Each site will utilize one of two interventions: Active Living Every Day or Active Choices. Active Choices is a telephone-based intervention developed at Stanford University. Over the four years of the project, each site will have 1,000 participants in its program.
Active Living Every Day was chosen as the group intervention based on demonstrations of its efficacy in helping sedentary adults become and stay physically active. Active Living’s curriculum is derived from eight years of research at The Cooper Institute in Dallas, Texas, involving the groundbreaking Project ACTIVE study. This study used behavioral techniques to teach participants lifestyle skills that enabled them to change their activity behavior.
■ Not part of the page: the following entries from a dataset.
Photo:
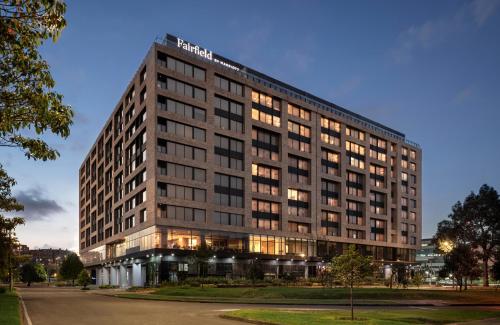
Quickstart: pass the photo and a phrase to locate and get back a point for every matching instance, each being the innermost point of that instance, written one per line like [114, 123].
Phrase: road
[54, 306]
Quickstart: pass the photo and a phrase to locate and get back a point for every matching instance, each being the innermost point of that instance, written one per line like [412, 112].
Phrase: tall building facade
[204, 154]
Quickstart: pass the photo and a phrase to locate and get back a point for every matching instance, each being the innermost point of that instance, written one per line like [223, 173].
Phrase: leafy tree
[474, 222]
[27, 101]
[351, 268]
[255, 271]
[71, 267]
[8, 240]
[33, 272]
[462, 263]
[84, 278]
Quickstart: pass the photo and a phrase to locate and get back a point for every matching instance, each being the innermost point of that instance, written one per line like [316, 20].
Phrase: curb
[25, 318]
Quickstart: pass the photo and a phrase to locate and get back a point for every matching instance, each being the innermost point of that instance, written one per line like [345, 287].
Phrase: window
[266, 109]
[298, 170]
[181, 109]
[377, 176]
[330, 223]
[299, 137]
[181, 171]
[298, 203]
[135, 200]
[377, 229]
[300, 227]
[265, 214]
[228, 190]
[228, 152]
[265, 144]
[354, 213]
[137, 180]
[355, 234]
[181, 150]
[355, 133]
[181, 88]
[181, 67]
[228, 114]
[230, 219]
[330, 193]
[181, 213]
[180, 192]
[355, 184]
[135, 154]
[228, 85]
[265, 179]
[378, 148]
[181, 129]
[355, 154]
[330, 131]
[377, 202]
[330, 162]
[299, 112]
[135, 125]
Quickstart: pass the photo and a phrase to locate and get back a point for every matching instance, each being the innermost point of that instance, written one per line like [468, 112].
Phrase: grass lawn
[9, 309]
[290, 317]
[325, 294]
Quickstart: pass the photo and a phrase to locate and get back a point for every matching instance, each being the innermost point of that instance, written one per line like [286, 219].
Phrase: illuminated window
[299, 112]
[378, 148]
[330, 162]
[355, 154]
[355, 133]
[299, 137]
[298, 203]
[298, 170]
[265, 179]
[266, 109]
[330, 131]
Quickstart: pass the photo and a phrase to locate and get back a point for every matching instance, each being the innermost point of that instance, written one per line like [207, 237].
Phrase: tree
[474, 222]
[33, 272]
[351, 268]
[27, 100]
[71, 267]
[462, 263]
[84, 278]
[418, 278]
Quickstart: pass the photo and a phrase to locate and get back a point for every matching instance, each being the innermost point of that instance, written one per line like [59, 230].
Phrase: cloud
[484, 9]
[36, 205]
[300, 61]
[432, 33]
[346, 87]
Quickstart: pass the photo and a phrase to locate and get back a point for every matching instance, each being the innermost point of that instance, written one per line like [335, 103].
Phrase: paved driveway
[53, 306]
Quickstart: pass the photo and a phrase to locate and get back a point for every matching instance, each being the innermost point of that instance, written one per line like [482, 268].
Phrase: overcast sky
[429, 69]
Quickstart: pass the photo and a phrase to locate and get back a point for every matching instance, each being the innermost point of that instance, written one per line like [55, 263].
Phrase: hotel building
[202, 156]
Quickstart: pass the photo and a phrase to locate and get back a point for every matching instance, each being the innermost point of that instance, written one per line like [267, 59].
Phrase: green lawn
[477, 296]
[301, 295]
[400, 317]
[9, 309]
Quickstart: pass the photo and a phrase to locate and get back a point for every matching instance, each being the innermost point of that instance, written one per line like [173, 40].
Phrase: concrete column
[123, 276]
[105, 276]
[137, 275]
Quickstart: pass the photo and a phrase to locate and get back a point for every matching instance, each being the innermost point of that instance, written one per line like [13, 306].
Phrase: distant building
[430, 259]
The Active Living Every Day course developed by The Cooper Institute and Human Kinetics Publishers uses a unique approach to behavior change. The center of this course is the group sessions, which feature interactive learning and group support. Sessions start with a check-in and review where the participants share their experiences from the past week and build support and community. Next, there’s facilitated discussion of the session’s lesson followed by a group activity that helps the participant apply the lesson. A home assignment builds continuity and applicability from the classroom to real life. The last elements of each session are a preview of the next week, a summary, and a participant evaluation.
The Active Living Every Day learning materials offer key support to the course’s group process. The ALED course uses flexible delivery options through its easy-to-use components. There’s a textbook, Active Living Every Day, along with a companion online study guide that supplements the textbook and a Web site that offers support to participants, as well as to facilitators as they journey through ALED. Comprehensive training is provided to sites providing ALED courses, including a Facilitator Guide, online training, and workshop.
These components work together to provide a realistic and successful lifestyle approach to helping people become physically active. Through the Active for Life project, the value of this course will be understood to a greater extent, and more Americans will come to lead more active lives.